You’re probably wondering why I’m sharing something so personal. There are a few reasons. In my first post, I wrote that though I’m overweight, I have no obesity related diseases…well..that’s out the window! So here’s retracting THAT statement. I also wanted to say it because it would come out eventually. When I’m sharing my extreme weight loss story in First or Woman’s World or Good Housekeeping or on Oprah or The Today Show, I’d have to say it anyway. It’s also a way for me to deal with the new diagnosis.

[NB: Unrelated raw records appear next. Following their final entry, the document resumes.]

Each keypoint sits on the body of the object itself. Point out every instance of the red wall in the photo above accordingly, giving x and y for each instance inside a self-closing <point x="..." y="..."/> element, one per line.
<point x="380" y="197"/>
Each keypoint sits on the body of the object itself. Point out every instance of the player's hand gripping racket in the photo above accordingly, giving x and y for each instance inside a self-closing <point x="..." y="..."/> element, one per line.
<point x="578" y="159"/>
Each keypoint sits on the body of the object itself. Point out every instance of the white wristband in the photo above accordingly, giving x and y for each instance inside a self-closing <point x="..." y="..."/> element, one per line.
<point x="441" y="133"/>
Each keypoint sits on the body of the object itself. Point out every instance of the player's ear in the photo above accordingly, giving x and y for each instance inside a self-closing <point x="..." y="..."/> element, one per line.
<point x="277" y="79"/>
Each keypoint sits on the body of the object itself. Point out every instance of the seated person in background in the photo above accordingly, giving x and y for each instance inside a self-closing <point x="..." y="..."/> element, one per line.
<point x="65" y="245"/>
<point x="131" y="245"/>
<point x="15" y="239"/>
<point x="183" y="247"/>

A few years ago, I learned a valuable lesson about life and death in the tongue. Proverbs 18:21 is clear. I learned that we should only speak those things that we want to give life to. There are so many things we say that define where we are going. So, I figured if I didn’t say I had diabetes, it wouldn’t be true. Okay…yeah…no…not the correct application. Not saying it after the fact is not refraining from giving it life. It is simply denial. I’ve been in denial far too long.
I’ve always hated being forced into a corner. When I was in high school and college, we had so much required reading. It sincerely cramped my style! While I loved to read, I wanted to read what I wanted to read. The Scarlet Letter was not it! I wanted to be reading something else by Toni Morrison or John Saul! I hate when I HAVE to learn to sing a song a certain way. I already know the song. I like to sing it the way I sing it! Just because it’s written a certain way, doesn’t mean I have to sing it that way.
Now, I feel like I’ve been forced into a corner with my health. “Stuff just got real.” But, I will not be discouraged. A girl’s gotta do what a girl’s gotta do. On Saturday when I left for my walk, the girl was in the living room shouting, “Go mom! GO! You’ve got this! YAY MOM!” It warmed my heart. That little voice urged me to push myself and double my walking time that morning. So…here’s to getting it right!
So…the next time you’re offering a fat girl a piece of cake and she says no, and you say, “aww, come on! It’s just a piece of cake. You know you want it…”, don’t be surprised if she takes that same cake and smashes it in your face…just sayin’. She did say no.